Onun Fâtırı, suretlerinden çoğunu elvâh-ı mahfuzalarda kaydediyor; ekser tarih-i hayatını tohumlarında ve neticelerinde nakşediyor ve âlem-i gaybta ve âlem-i şehadette çeşitli aynalarda onu baki kılıyor.
İzah: Âlem-i gaybtaki ve âlem-i şehadetteki aynaların ne olduğuna dair Üstadımız daha önce şöyle demişti:
إذ هي وقتَ تمام الوظيفة تُبقي وتُودع في حافظتنا وفي حافظة كل مَن رآها في الشهادة وفي بذورها في الغيب صورَها ومعانيَها
“Çünkü o çiçek vazifesinin tamamı vaktinde, suretlerini ve manalarını, âlem-i şehadette hafızalarımızda ve onu görenlerin tamamının hafızasında, âlem-i gaybta ise tohumlarında baki bırakır ve emanet eder.”
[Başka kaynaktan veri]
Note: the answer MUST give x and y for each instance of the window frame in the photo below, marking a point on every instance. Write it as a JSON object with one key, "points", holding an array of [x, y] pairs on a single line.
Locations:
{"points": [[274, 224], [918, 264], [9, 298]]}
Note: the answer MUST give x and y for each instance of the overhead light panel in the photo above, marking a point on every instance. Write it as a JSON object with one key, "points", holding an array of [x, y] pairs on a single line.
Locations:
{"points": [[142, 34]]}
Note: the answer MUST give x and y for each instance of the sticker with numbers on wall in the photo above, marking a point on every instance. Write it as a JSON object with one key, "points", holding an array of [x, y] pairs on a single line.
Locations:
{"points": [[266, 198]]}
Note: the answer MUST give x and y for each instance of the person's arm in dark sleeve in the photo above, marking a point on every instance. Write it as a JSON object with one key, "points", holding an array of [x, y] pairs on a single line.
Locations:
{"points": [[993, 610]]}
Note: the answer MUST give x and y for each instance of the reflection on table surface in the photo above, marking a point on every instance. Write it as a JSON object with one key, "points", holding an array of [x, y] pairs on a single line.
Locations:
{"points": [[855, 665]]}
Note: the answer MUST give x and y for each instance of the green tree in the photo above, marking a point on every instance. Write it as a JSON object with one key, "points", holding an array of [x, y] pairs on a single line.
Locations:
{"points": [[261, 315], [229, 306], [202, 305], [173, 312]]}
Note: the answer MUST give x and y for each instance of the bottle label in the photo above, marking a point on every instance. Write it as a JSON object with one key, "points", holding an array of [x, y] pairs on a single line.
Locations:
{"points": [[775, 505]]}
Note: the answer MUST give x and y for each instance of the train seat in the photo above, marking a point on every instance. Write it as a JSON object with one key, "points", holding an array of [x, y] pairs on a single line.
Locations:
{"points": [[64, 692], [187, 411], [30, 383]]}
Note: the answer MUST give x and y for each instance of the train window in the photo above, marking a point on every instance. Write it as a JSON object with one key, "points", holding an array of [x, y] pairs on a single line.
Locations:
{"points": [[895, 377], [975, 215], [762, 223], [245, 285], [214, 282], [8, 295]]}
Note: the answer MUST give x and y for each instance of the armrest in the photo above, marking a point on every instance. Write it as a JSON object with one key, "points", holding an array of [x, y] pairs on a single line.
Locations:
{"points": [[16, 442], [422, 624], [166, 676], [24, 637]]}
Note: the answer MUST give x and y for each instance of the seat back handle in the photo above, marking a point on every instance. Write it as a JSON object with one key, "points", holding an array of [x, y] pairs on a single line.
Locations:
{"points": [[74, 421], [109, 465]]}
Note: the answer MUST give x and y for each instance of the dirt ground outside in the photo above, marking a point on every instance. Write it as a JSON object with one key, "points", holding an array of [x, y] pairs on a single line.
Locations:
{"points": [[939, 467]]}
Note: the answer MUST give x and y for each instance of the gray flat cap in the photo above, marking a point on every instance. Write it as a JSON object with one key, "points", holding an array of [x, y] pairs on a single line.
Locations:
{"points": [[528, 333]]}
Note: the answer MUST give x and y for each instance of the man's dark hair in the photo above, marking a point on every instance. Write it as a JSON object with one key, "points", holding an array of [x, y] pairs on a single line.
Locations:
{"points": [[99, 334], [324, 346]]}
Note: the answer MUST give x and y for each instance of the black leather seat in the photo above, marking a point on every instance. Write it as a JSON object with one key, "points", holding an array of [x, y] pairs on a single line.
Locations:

Bu ifadeye göre, âlem-i gaybtaki aynalar tohumlar ve çekirdekler; âlem-i şehadetteki aynalar ise hafızalardır. Yine levh-i mahfuz ve amel defterleri âlem-i gaybtaki aynalardandır.
حتى ta ki كأن كثيرا من الأشياء sanki eşyanın çoğu موظفون görevlidirler بأخذ صورةِ suretini almakla جريان معاملة الأشياء eşyanın cereyan-ı muamelesinin المجاورين لها kendisine komşu olan.
Ta ki sanki eşyanın çoğu, kendisine komşu olan eşyanın cereyan-ı muamelesinin suretini almakla görevlidirler.
İzah: Metne sonraki derste devam edecek ve hafîziyetin ahireti iktizası üzerine genel mütalaayı bu lâsiyyemanın sonunda yapacağız.